Long considered one of the most promising code bases hosted by the Hyperledger blockchain consortium, Intel-contributed Sawtooth software is officially ready for enterprise use.
Revealed today, version 1.0 of the technology provides what might be expected, features inspired by bitcoin and other public blockchains, but repositioned for enterprise.
Yet, what its team of 50 contributors — from startups including Bitwise and R3, and corporates including Red Hat and Capital One — hope will distinguish the solution is its modular functionality, designed to give enterprises across industries a head start on meeting consumer and regulatory demands.
Among the early companies already using Hyperledger Sawtooth are telecommunications giants Huawei, which is building a decompiler for the software, and T-Mobile which is building an identity platform, along with e-commerce giant Amazon, which now lists Sawtooth among its blockchain partners.
Indeed, Intel venture technical lead and Hyperledger Sawtooth maintainer Dan Middleton positioned the software as a way for enterprises with demands that exceed the capabilities of available public blockchains to capitalize on their benefits.
Middleton told CoinDesk:
Stepping back, Hyperledger Sawtooth is Hyperledger's second open-source blockchain platform to emerge with an enterprise-ready 1.0 version, following closely on Hyperledger Fabric, which was contributed by IBM and launched last year.
From a development perspective, the launch of 1.0 software solutions is an important step to any code base, as it signifies that the maintainers are committed to the core features, giving coders a sense of confidence that anything they build won't break as a result of future upgrades.
"For us, it's a big event, both for the Sawtooth team because of stability milestone. But for Hyperledger, it's evidence of a growing community of developers working on blockchain," said Kelly Olson, another Sawtooth maintainer and member of the Hyperledger consortium's technical steering committee.
A familiar touch
But beyond the potential importance to developers, there's another key differentiator highlighted by the Sawtooth team in the launch: the innovative method by which computing networks running the software will be able to forge consensus on mission-critical events.

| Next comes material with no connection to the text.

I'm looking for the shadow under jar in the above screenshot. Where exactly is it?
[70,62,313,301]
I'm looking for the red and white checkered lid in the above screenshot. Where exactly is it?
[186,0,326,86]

Specifically, Sawtooth marks the business debut of a consensus mechanism called PoET — or proof of elapsed time — a variation on an older system called Byzantine Fault Tolerance that lets users reach consensus, even in an environment where counterparties don't know each other.
By comparison, other permissioned blockchains require that users know and trust each other. In this way, the blockchain platform is designed to resist denial-of-service attacks that become more likely in a more public blockchain, or one in which unknown parties might interact.
Still, compatibility is also being sought with other blockchains of this nature. Notable in the final version is support for the Solidity smart contract language, pioneered by the ethereum blockchain.
Smart contracts can also be written in Go, JavaScript, Python and more.
"The maintaners aren't promoting an unpermissioned version of Sawtooth," said Olson. "But we're trying to make the resiliency still available."
Hardware integration
In addition to certain public blockchain features, Hyperledger Sawtooth has become known for the ease with which it can be integrated with hardware security solutions.
And central to Sawtooth's PoET consensus mechanism is a streamlined ability to integrate with hardware security solutions called "trusted execution environments," among which is Intel's newly launched scalable Xeon processor.
The potential hardware integration was originally seen as a controversial solution because it places the security considerations of a decentralized ledger behind the protection of potentially fallible hardware. But the Sawtooth maintainers emphasized this is part of a balancing act between leveraging the strengths of public blockchains with transaction volume and security demands of enterprise companies.
Further, they clarified that while a single company may provide the hardware that creates these trusted execution environments, Sawtooth hasn't restricted that company to Intel.